There is a price to be paid in my house for when I'm happy or I've done something for myself. Because it really pisses off my mother, the person who embodies cutting off anything you enjoy as a form of self-punishment. Or for shits and giggles. Who can really say?
It's taken a long time for me to figure out I do the same damn thing and try to stem the eruptions of guilt that occur when I take 5 minutes to myself once in a while.

And if you think I'm exaggerating or being over-dramatic, the person writing this had to have a psychological professional tell my parents to stop smothering me by requiring my presence in their lives constantly as a teenager. I think they took my teenage leave-me-the-fuck-alone-to-read-or-talk-to-friends as a sign they'd failed to make their home a better one than they'd had growing up. No, just teenage introverting and hard crushing over guys I'd never date, but thanks for making it about you.
Which is sort of the root of the matter with my mother. My life has been melted down to the basic idea that she should be the center of my life. This exists both internal and external of her mental illness, and so I've decided at this point it's really just an issue that exists within her as a person and not specifically because she happens to have a serious mental illness. Sort of moving it into the category of "regular" passive aggressive mothers everywhere. Just spicier.
So when I have friends? She's jealous. When I leave the house? I'm partying on a yacht instead of sweating my ass off lugging groceries into the back of a vehicle in 100% humidity in the blazing sun. When I leave the house to see friends? Guaranteed meltdown. And yesterday was no different. Uncaring hussy that I was, I didn't go out just once yesterday. Oh no. 3 times, once just one-on-one with my husband for an errand, I had the audacity to get in my car and enjoy myself. Nerdy word play, filthy jokes and all. She'd have a stroke if she knew I had a donut with my coffee. Because where was hers?!
And I refused to engage in the reindeer games when I returned.

She announced that she'd been having trouble for days with her mind, but hadn't wanted to tell us. I know my mother's tells. She was bullshitting me. But calmly, I played along and asked for details. After cutting back the underbrush of word games (her favorite way to stall for more ideas) and just plain moose caca, her explanation amounted to whenever I left the house, she got confused and so I shouldn't leave the house anymore without her. As long as she's with me, she doesn't have any trouble.

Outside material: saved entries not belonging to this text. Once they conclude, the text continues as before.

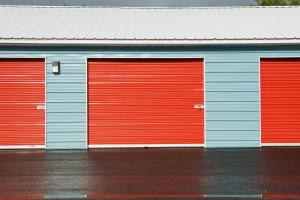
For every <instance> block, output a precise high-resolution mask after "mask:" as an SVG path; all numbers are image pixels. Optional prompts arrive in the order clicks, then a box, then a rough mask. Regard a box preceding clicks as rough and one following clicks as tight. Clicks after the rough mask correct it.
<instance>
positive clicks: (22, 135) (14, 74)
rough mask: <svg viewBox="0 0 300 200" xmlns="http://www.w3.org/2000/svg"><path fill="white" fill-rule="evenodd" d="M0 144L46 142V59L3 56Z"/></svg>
mask: <svg viewBox="0 0 300 200" xmlns="http://www.w3.org/2000/svg"><path fill="white" fill-rule="evenodd" d="M0 78H1V79H0V146H3V145H10V146H15V145H44V144H45V110H44V109H41V110H40V109H37V106H40V105H41V106H44V105H45V63H44V60H43V59H0Z"/></svg>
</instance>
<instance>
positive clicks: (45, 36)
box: [0, 6, 300, 44]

This is the woman who when she's been committed to psychiatric wards ends up running the asylum by the time she's allowed to leave. She's fucking brilliant at manipulation. One issue she has with me is I know her. Even at her most cunning, she's got patterns. She's got tells. Tells that are on full display when she's up to something. At least to me.
I listened to everything she had to say, asked if she was having trouble sleeping and sent her to bed. Today she has followed me around every inch of the house whenever I'm not in my bedroom or the bathroom. She sat and stared at me for at least 30 minutes as I was at my desk . A little later, she spent an hour in the next room putting a puzzle together and making random comments every 20 minutes.
As always when discussing situations with my mother, I get that she's ill. I get that she's declining. And I get, as I have my entire life, that some of goes on is completely and totally out of her control. Some days are just wilder rides than others.